The real estate industry is a very profitable business. However, there are certain things that you have to do in order to ensure that you will be successful. There’s a lot of time and research that goes into managing a profitable property. Here are some things that you should and should not do.

Do: Make sure your property is in a good location.

The location of a rental property or properties is one of the biggest indicators of how much of a return you will see on your investment. Whether you’ve invested in a short-term rental property, such as a vacation rental, or a long-term residential property, the location matters. A good location means that it is more likely for you to attract potential renters.

For a vacation rental, this means that your property should be in a prime location for tourists— perhaps near the beach or other nearby attractions. When it comes to a residential property, you will want to make sure that your property is located within a neighborhood that has low crime rates, job growth opportunities, a good school district, and access to leisure activities, such as a park or a movie theater.

Don’t: Put all of your money into a fixer-upper.

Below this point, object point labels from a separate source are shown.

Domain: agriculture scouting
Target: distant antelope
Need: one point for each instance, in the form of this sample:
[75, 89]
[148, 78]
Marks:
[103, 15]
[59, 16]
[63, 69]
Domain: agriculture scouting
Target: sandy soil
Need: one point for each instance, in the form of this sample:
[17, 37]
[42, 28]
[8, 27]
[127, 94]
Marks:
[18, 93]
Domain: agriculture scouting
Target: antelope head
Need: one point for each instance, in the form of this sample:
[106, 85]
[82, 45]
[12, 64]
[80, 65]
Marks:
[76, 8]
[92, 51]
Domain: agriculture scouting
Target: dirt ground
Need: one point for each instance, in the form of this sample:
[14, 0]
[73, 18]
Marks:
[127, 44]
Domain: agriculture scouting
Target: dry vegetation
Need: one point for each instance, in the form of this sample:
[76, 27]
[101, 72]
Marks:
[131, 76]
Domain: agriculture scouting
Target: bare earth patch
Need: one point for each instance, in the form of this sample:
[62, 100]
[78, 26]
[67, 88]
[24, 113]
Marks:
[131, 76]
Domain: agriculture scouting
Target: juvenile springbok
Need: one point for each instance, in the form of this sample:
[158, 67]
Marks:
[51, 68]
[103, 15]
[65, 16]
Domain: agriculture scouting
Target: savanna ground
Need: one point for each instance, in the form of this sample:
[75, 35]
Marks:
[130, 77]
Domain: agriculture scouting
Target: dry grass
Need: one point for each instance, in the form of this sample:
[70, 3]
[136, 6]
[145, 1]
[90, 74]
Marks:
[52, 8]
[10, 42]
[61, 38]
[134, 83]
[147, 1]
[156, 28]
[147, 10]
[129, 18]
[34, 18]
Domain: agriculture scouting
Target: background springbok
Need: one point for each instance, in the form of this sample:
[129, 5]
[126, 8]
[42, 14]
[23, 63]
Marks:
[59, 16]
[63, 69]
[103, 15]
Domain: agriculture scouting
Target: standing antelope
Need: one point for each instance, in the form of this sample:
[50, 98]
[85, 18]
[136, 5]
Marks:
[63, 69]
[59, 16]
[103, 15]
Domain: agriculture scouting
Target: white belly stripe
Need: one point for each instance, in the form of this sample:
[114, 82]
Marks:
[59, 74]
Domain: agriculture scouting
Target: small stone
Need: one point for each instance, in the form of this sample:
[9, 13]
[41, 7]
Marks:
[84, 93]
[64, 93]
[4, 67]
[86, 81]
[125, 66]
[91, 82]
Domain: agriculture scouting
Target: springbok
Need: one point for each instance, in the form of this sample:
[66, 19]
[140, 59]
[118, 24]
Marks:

Fixer-uppers are very tempting because they don’t cost as much as homes that don’t need any extensive repairs or major renovations. However, the cost of these repairs and renovations may end up costing you more money in the long run. For example, roof repairs/replacements may cost you up to $12,000, while window replacements can cost up to $500 per window. Of course, there is the possibility that you will come into a fixer-upper that only requires minor repairs, which will actually increase the value of the home. Unfortunately, this isn’t always the case, so avoid investing in homes that require a lot of renovations.

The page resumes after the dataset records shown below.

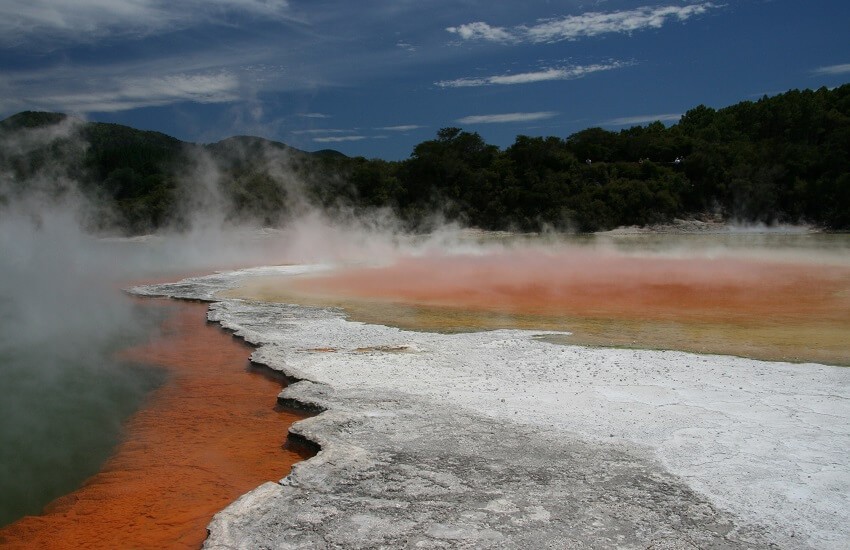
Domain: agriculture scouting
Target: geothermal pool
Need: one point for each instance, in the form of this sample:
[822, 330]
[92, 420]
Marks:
[518, 438]
[208, 434]
[773, 303]
[438, 433]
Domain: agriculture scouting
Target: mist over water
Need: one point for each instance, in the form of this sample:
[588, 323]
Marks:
[64, 317]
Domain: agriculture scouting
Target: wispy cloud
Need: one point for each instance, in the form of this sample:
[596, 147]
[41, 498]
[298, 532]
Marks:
[588, 24]
[124, 93]
[642, 119]
[832, 69]
[482, 31]
[86, 19]
[338, 139]
[559, 73]
[506, 117]
[401, 128]
[321, 131]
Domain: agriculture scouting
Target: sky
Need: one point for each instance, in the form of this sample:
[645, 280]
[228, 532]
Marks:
[376, 77]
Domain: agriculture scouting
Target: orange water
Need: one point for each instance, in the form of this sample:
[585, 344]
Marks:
[755, 307]
[208, 435]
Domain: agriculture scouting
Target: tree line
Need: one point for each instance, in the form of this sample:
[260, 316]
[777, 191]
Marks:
[781, 159]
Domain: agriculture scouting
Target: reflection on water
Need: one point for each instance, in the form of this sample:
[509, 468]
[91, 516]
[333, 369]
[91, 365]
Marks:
[208, 435]
[765, 296]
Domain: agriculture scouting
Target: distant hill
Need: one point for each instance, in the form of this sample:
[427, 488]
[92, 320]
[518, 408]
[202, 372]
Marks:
[142, 179]
[784, 158]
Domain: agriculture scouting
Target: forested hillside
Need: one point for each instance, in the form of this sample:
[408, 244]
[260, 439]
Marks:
[784, 158]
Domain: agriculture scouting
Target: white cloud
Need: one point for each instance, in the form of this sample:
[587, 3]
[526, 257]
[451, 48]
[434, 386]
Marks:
[482, 31]
[321, 131]
[561, 73]
[506, 117]
[642, 119]
[338, 139]
[573, 27]
[401, 128]
[119, 94]
[833, 69]
[82, 20]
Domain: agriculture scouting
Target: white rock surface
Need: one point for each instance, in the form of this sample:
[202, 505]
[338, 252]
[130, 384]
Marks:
[480, 440]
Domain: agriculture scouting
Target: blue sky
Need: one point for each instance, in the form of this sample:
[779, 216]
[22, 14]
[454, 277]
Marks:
[376, 77]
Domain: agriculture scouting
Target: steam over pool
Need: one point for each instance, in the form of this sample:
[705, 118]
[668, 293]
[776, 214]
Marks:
[492, 438]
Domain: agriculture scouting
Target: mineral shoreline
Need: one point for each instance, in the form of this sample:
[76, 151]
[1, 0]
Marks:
[499, 440]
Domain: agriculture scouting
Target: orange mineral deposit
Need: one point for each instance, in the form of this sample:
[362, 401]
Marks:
[210, 434]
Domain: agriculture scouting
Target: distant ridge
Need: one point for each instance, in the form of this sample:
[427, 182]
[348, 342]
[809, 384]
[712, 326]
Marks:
[783, 159]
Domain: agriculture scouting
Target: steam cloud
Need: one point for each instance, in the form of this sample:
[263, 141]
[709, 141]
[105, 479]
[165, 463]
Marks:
[63, 315]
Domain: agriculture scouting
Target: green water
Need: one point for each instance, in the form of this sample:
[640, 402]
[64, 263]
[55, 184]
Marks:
[62, 410]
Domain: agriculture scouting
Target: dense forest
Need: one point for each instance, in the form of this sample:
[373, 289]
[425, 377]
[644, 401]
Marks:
[784, 158]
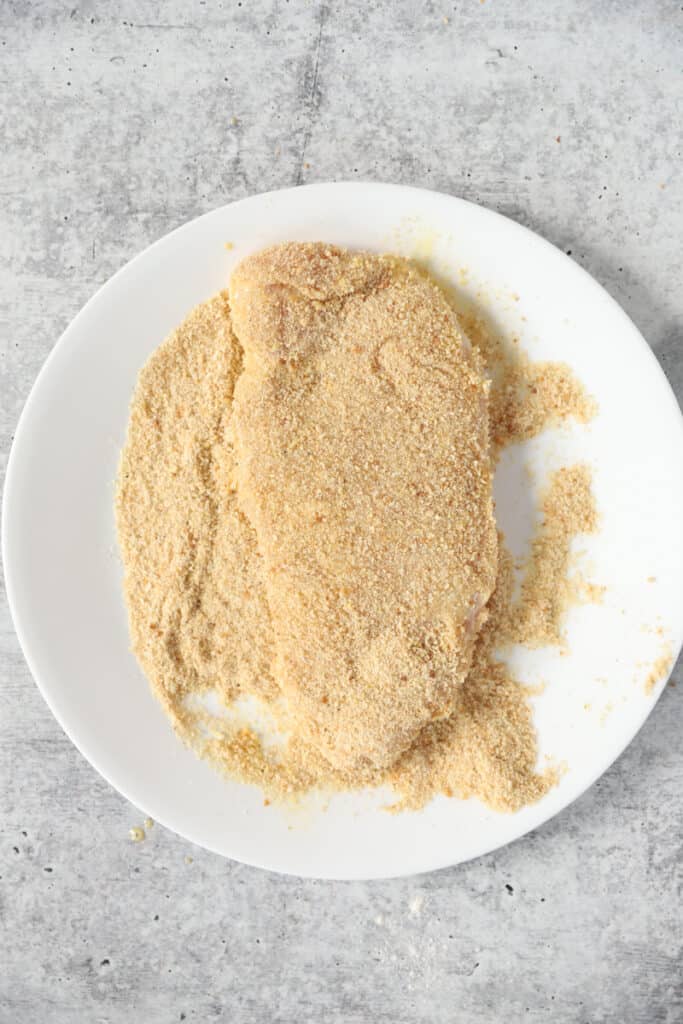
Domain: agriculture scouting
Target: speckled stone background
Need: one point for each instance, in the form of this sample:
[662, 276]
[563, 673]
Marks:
[121, 121]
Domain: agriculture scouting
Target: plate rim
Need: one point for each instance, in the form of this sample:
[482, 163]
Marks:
[438, 863]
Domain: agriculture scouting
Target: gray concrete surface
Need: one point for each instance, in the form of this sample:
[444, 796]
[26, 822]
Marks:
[120, 121]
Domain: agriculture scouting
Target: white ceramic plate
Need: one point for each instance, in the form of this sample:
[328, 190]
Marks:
[63, 574]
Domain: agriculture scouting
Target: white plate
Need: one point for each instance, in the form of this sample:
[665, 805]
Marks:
[63, 576]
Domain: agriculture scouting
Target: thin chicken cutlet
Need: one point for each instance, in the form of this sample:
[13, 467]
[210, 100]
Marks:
[361, 441]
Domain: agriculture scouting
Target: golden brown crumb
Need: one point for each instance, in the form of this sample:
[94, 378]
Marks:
[195, 584]
[568, 509]
[526, 397]
[361, 440]
[659, 668]
[198, 615]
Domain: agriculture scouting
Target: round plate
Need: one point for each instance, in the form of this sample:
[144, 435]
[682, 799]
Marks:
[63, 573]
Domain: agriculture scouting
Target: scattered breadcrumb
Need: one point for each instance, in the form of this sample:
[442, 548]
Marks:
[196, 584]
[568, 509]
[659, 669]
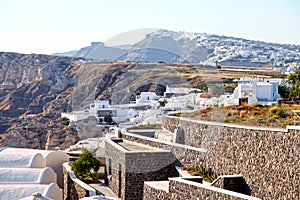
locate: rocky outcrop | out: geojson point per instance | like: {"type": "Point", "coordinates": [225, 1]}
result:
{"type": "Point", "coordinates": [39, 87]}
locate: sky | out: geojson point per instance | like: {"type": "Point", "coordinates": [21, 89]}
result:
{"type": "Point", "coordinates": [49, 26]}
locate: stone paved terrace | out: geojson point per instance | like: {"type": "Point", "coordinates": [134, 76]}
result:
{"type": "Point", "coordinates": [158, 185]}
{"type": "Point", "coordinates": [102, 189]}
{"type": "Point", "coordinates": [135, 147]}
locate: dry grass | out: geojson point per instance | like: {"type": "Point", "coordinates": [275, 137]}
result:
{"type": "Point", "coordinates": [252, 115]}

Do: Consider small renovations that increase the property value.

While a fixer-upper may end up costing you more money, it is worth it to think about renovations that will increase the value of your property— of course, if it’s within your budget. Several minor renovations, such as a minor kitchen remodel, replacing the garage door, repainting the outside of the home, and installing wood or laminate flooring are common renovations that homeowners make to increase the value of their home. Other value-increasing renovations include:

  • A deck addition
  • A finished basement
  • A steel door entryway
  • Fiberglass entry door
  • Siding replacement
  • Smart home technology

Again, it isn’t necessary to do all of these renovations at one time, unless this is a viable financial option. Just focusing on one of these renovations is enough to increase the value of your property.

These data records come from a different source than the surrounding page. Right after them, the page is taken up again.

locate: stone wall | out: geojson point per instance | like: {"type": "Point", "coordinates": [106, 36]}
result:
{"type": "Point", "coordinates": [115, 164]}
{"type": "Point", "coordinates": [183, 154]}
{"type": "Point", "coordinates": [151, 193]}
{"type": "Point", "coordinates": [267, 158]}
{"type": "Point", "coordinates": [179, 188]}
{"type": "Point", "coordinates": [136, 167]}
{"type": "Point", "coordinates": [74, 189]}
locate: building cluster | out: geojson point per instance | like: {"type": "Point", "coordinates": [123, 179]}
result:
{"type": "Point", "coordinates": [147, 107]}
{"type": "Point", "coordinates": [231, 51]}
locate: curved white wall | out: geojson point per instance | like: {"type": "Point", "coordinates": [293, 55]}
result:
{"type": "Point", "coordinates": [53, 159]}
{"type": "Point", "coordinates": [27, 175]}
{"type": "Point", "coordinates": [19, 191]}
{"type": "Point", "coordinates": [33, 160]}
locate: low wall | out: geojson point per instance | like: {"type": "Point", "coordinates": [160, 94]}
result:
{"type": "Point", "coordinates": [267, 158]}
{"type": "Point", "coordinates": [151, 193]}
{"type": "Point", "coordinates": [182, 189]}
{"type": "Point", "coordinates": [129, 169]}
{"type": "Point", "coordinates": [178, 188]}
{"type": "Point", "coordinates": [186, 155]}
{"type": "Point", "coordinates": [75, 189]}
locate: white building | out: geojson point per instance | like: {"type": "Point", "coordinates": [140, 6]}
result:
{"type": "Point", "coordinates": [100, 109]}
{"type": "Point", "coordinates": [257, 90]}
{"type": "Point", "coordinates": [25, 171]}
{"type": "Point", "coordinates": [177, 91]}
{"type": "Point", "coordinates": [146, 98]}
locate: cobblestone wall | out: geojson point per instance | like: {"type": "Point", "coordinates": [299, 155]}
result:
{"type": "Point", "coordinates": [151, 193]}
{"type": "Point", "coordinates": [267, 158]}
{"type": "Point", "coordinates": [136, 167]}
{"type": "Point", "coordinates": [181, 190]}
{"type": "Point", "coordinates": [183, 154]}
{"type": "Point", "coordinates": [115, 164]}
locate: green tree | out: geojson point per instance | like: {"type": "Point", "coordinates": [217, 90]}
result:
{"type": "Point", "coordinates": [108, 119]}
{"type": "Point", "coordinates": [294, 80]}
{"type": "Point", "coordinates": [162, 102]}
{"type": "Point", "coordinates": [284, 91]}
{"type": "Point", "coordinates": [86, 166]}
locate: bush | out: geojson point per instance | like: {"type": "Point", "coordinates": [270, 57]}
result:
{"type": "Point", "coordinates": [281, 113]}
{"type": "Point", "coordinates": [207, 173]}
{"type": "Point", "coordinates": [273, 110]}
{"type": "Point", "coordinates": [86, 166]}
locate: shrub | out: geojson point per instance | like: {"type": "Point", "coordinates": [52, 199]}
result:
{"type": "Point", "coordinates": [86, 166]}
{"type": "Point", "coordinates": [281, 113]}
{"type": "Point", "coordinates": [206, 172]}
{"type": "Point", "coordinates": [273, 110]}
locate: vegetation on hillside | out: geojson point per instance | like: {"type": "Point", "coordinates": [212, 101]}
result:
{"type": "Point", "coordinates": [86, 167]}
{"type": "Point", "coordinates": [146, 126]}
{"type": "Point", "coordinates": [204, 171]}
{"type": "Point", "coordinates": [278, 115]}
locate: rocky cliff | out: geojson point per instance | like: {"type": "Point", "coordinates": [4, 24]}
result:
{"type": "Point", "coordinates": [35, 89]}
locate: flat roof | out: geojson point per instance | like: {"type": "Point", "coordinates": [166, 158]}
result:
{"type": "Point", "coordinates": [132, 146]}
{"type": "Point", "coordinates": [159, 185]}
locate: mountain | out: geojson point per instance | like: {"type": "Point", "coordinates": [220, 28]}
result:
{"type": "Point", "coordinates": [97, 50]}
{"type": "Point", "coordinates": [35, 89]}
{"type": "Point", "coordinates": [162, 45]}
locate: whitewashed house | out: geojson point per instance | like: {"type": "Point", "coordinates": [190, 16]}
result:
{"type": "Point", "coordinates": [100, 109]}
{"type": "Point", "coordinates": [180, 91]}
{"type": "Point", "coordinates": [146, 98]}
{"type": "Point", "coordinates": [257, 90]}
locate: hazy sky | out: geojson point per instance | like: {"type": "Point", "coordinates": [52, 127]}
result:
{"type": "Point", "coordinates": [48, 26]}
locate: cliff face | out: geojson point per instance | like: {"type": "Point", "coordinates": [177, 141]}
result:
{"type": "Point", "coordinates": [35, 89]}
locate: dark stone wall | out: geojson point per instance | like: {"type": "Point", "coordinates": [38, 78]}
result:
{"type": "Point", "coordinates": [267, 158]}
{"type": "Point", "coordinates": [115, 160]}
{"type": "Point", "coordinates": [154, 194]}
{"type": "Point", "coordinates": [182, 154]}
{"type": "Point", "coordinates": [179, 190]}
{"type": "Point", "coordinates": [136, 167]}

Don’t: Skip out on using a lender.

Investing in real estate is similar to running a business— you’re in charge of how much of a profit you will make off of investing in one or more homes. Just like with a business, you are also responsible for finding a way to finance your investment. While some people may have the capital to invest in real estate, others do not. Even if you do have the money to purchase a property yourself, it’s still not a bad idea to seek assistance from a lender because you can actually see a greater return with a lender. Private mortgage lenders can offer you loan programs that more closely suit your needs as a real estate investor.

On top of all of this, it is still important to remember that in order to have repeat renters (for short-term rentals) and to maintain a reputation as a good landlord, you must also be a good property manager and tenant manager. Following these dos and don’ts won’t make much of a difference if you fail to effectively communicate with your tenants and neglect your responsibilities as a landlord.